Altro aspetto è che rischiamo di definire fabbisogni legandoli agli attuali modelli organizzativi che però, come ho detto, devono essere cambiati: non si possono mettere professionisti nuovi con competenze nuove dentro modelli vecchi. È un argomento che chiediamo sia messo davvero nell'agenda politica e istituzionale, perché sia affrontato in maniera strutturata e si possa lavorare sulla definizione dei fabbisogni di personale mettendoli in rete, in una logica trasversale con un paradigma diverso, rispetto al quale sono chiamati in causa l'università, il nostro ministro vigilante, quello della Salute, le Regioni e i principali stakeholder, dalle aziende sanitarie pubbliche alle organizzazioni datoriali private.

In che modo si affronta il problema secondo lei?
Quella della qualificazione del corpo docente è una sfida imprescindibile che ho condiviso con il ministro Speranza e con il ministro Messa e su cui intendiamo continuare a riflettere e lavorare per una definizione quali-quantitativa dei professionisti. In assoluto poi vanno innovati i percorsi formativi delle professioni sanitarie e, per quanto riguarda le professioni che rappresento, il tema ormai imprescindibile è anche quello delle specializzazioni, orientando le lauree magistrali verso una formazione specialistica anche di tipo clinico: oltre il tema manageriale è necessaria una riflessione sullo sviluppo delle competenze cliniche specialistiche. È arrivato veramente il momento di provare a ripensare alle declinazioni dei diversi profili delle diverse professioni, agli sviluppi specialistici delle professioni in coerenza con i bisogni di salute della popolazione da un lato, ma anche con le finalità del servizio sanitario nazionale dall’altro.
 
Un aspetto non meno rilevante poi, è, in questo momento particolarmente critico dove tutto il paese ha toccato con mano – purtroppo - la carenza infermieristica, che le assunzioni fatte con i decreti d'emergenza – e non solo degli infermieri - hanno comportato la creazione di un vuoto pneumatico in tutto quello che è fuori dal Ssn, sguarnendo servizi e strutture che sono quelle che si occupano per tradizione e in gran parte proprio dei più fragili, del territorio.
 
Ma formare nuovi infermieri non significa averli a disposizione già domani, come invece i nuovi modelli sembrano indicare.

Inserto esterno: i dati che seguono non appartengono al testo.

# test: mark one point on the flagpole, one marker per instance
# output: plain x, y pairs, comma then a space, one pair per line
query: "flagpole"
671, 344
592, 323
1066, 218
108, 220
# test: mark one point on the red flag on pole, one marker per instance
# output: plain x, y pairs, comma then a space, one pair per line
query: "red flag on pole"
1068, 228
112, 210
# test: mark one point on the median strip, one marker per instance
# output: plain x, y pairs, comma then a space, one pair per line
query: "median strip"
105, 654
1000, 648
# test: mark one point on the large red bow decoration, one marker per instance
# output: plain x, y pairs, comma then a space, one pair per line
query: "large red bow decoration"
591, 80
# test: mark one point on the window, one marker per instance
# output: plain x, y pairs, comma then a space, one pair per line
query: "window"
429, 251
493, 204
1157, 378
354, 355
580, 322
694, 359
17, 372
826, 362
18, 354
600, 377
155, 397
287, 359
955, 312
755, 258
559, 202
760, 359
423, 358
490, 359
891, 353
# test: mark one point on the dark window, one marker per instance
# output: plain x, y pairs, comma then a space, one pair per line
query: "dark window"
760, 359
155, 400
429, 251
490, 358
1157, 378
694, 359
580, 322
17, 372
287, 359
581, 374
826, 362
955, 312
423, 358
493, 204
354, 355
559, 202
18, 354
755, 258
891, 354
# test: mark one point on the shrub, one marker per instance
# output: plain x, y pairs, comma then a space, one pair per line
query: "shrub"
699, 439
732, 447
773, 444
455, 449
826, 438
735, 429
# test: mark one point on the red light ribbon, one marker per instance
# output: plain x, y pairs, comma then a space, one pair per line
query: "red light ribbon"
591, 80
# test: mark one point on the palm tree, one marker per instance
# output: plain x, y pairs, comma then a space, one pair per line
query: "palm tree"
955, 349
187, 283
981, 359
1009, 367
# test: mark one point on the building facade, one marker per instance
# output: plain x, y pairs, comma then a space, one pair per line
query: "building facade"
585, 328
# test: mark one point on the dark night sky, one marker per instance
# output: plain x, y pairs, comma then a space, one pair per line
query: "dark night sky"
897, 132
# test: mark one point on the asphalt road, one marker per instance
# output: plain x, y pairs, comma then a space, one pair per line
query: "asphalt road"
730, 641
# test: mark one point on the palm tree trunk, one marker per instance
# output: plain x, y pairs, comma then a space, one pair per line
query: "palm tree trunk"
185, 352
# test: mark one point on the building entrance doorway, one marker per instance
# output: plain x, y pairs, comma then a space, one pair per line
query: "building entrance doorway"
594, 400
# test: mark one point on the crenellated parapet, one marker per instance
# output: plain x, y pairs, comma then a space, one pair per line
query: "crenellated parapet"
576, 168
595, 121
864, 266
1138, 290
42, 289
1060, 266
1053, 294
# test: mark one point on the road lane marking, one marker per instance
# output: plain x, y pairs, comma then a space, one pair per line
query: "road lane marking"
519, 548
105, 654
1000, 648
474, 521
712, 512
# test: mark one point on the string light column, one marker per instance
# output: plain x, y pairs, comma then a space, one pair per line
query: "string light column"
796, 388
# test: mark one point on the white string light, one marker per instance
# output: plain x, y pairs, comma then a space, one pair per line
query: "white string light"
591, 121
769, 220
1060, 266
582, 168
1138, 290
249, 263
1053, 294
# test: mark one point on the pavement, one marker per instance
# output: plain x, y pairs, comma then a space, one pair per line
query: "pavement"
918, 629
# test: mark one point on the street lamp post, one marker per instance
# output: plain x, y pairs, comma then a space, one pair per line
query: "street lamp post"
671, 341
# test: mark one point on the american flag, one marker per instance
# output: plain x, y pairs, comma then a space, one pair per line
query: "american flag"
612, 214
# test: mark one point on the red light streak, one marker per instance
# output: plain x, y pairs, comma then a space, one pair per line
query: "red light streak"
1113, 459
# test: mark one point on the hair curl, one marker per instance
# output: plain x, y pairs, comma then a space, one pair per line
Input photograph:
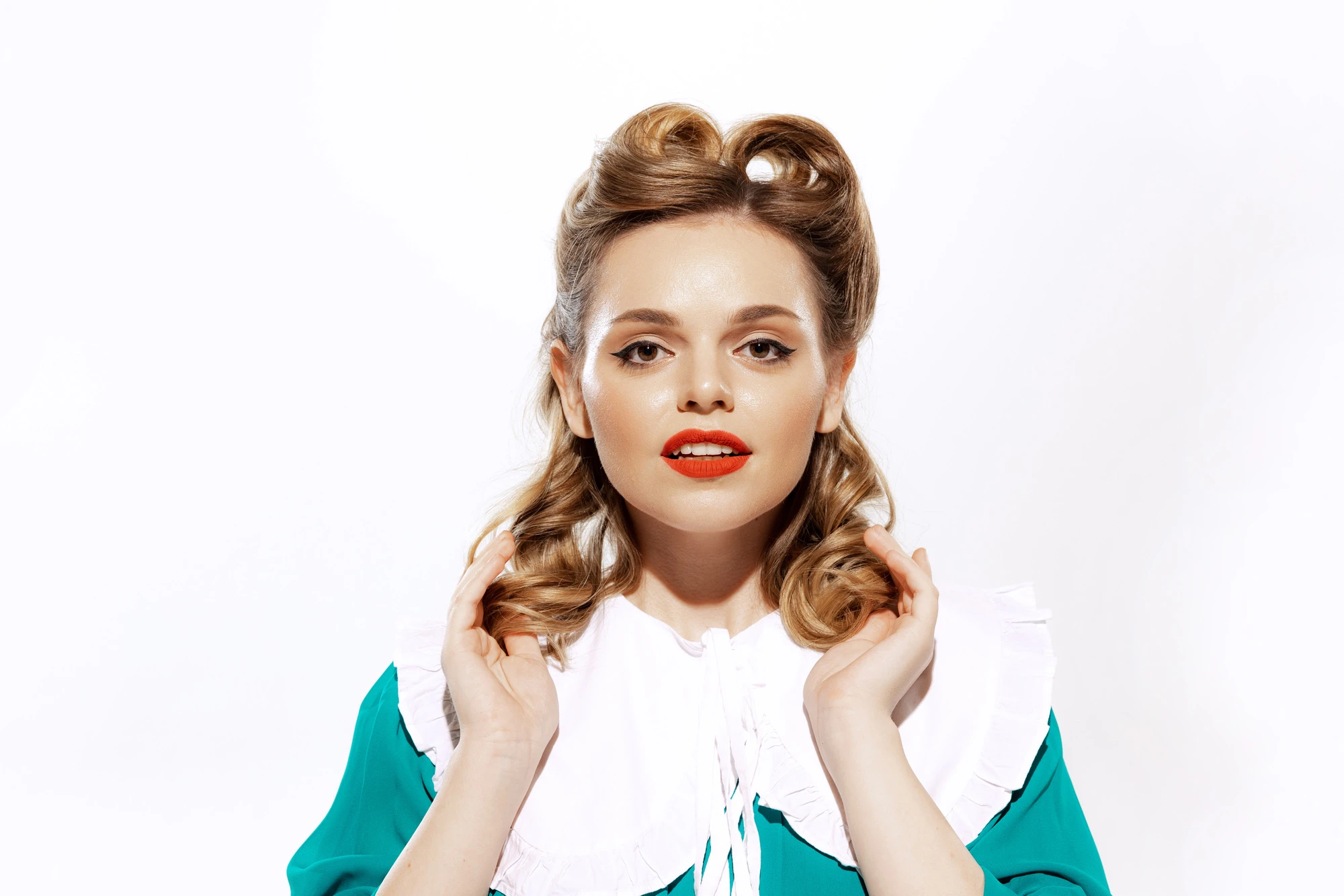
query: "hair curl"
673, 162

Ferma restando l’importanza essenziale della formazione, la carenza richiede ora interventi a breve e medio termine, in attesa che il numero di professionisti indispensabile sia formato.

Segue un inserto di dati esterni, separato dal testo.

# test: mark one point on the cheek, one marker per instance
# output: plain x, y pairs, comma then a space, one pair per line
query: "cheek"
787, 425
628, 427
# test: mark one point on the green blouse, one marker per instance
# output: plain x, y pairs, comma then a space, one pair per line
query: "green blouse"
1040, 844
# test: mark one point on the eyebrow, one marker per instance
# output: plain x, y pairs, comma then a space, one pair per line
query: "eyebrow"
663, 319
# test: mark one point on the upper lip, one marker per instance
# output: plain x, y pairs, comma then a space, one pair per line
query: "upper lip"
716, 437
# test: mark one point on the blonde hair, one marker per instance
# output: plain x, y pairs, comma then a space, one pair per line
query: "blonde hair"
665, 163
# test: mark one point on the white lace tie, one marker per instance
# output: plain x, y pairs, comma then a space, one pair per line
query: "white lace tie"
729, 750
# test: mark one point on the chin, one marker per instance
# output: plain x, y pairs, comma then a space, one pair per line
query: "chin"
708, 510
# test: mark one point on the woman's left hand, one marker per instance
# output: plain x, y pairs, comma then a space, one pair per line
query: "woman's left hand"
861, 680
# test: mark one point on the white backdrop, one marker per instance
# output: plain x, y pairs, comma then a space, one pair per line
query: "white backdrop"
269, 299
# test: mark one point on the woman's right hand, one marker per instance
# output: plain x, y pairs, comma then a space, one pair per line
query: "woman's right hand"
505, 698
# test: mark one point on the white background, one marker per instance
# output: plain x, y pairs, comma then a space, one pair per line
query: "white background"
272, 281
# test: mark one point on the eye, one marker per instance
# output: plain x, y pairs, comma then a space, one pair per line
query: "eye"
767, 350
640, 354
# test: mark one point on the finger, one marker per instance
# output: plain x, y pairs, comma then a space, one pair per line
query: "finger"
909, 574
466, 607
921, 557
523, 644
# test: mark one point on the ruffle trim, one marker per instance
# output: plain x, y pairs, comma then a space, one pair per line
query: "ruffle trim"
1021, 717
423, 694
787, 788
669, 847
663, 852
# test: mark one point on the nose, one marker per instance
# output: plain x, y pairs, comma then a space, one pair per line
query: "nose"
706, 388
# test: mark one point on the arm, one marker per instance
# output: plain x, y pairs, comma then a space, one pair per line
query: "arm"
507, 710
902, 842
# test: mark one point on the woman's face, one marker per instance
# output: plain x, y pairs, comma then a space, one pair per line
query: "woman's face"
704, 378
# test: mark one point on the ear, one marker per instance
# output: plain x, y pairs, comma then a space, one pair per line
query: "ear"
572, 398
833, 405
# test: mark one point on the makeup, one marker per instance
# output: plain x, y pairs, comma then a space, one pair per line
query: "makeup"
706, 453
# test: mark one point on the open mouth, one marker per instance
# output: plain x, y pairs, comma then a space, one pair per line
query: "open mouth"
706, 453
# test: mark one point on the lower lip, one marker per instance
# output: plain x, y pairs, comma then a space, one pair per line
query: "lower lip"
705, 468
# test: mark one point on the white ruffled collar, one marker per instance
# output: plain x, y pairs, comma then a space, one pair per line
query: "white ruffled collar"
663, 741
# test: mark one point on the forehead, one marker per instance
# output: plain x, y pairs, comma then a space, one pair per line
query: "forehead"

Noi abbiamo formulato alcune ipotesi di intervento: la carenza è adesso e non possiamo aspettare 4-5 anni necessari alla formazione.

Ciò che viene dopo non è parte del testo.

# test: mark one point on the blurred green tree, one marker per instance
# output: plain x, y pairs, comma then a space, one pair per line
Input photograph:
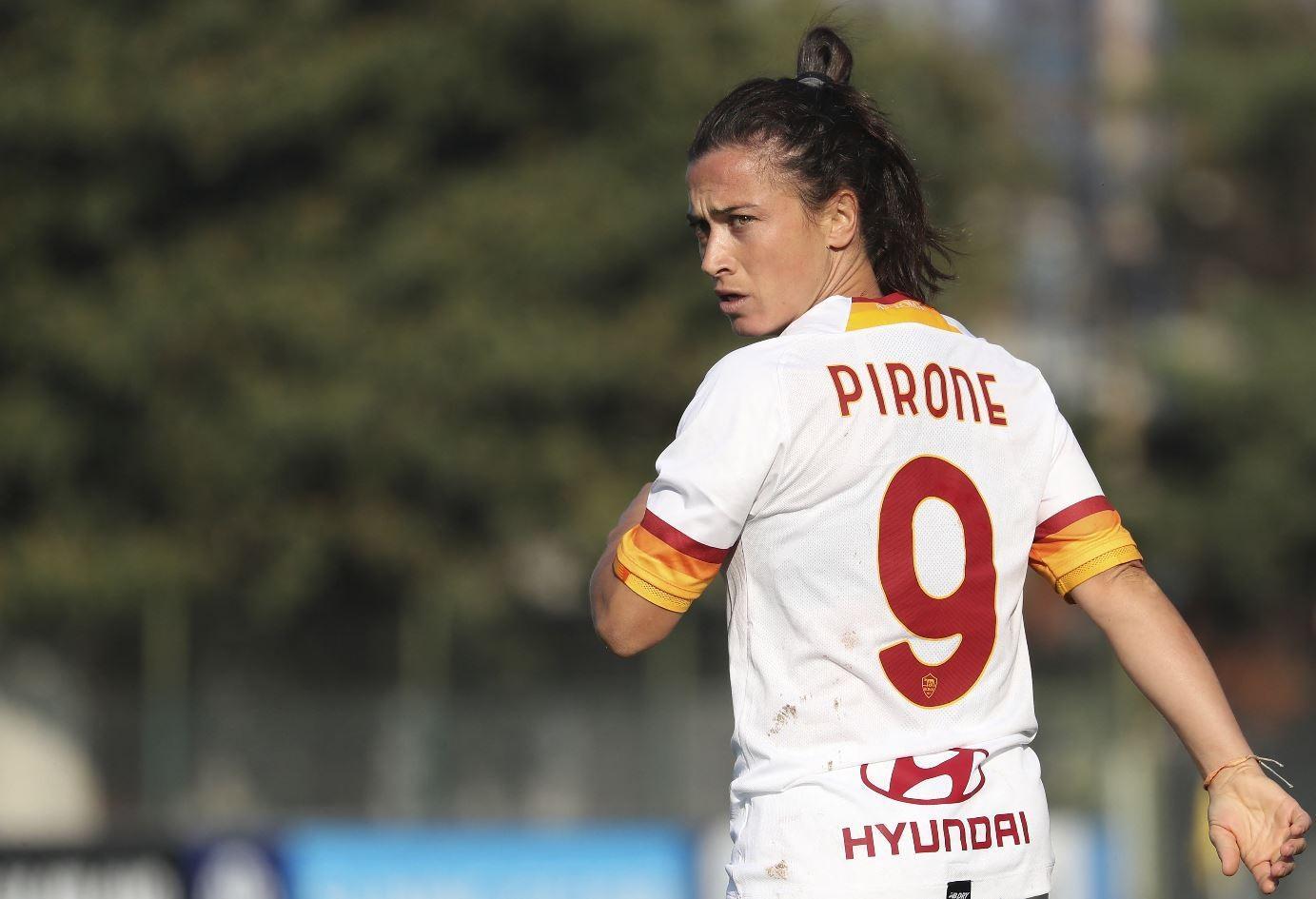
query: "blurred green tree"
1230, 450
337, 333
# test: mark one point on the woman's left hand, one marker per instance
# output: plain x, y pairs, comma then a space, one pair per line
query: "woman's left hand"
1253, 820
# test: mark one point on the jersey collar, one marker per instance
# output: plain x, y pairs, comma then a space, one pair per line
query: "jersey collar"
838, 313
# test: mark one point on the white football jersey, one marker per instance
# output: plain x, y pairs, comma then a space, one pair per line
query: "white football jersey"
876, 482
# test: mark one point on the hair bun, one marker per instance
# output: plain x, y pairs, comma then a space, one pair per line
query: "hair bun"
824, 51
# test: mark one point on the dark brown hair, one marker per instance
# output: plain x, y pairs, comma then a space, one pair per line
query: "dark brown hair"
825, 134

Per questo stiamo auspicando il superamento definitivo del vincolo di esclusività, perché permetterebbe di utilizzare la risorsa professionale oggi esistente anche in maniera più flessibile più elastica, ovviamente dentro norme e una governance definita così come è accaduto per chi ha già superato il vincolo, come la dirigenza sanitaria e medica.
 
E il nodo dolente delle retribuzioni?
Anche quello della valorizzazione economica, è un tema scottante, di cui la Federazione ha dibattuto e analizzato con i sindacati. Rientra nella necessità di modifiche normative e contrattuali perché è evidente che le partite del contratto si giocano su altri tavoli e sono anche tavoli molto peculiari. Nessuno di noi, in quanto ordini, è titolato a partecipare a questi tavoli però indubbiamente è un tema rilevante: la professione infermieristica, ad esempio, rispetto ai costi standard di vita degli altri paesi europei è decisamente quella meno pagata, ma credo che gli infermieri siano in buona compagnia in questo senso con tutte le altre professioni sanitarie. Senza prospettive di carriera, senza un corrispettivo che consideri l’impegno e la formazione di alto livello, la professione infermieristica – e molte altre professioni – perde quell’attrattività di cui in vece il sistema ha oggi bisogno per fare fronte alle gravi carenze quali-quantitative di personale.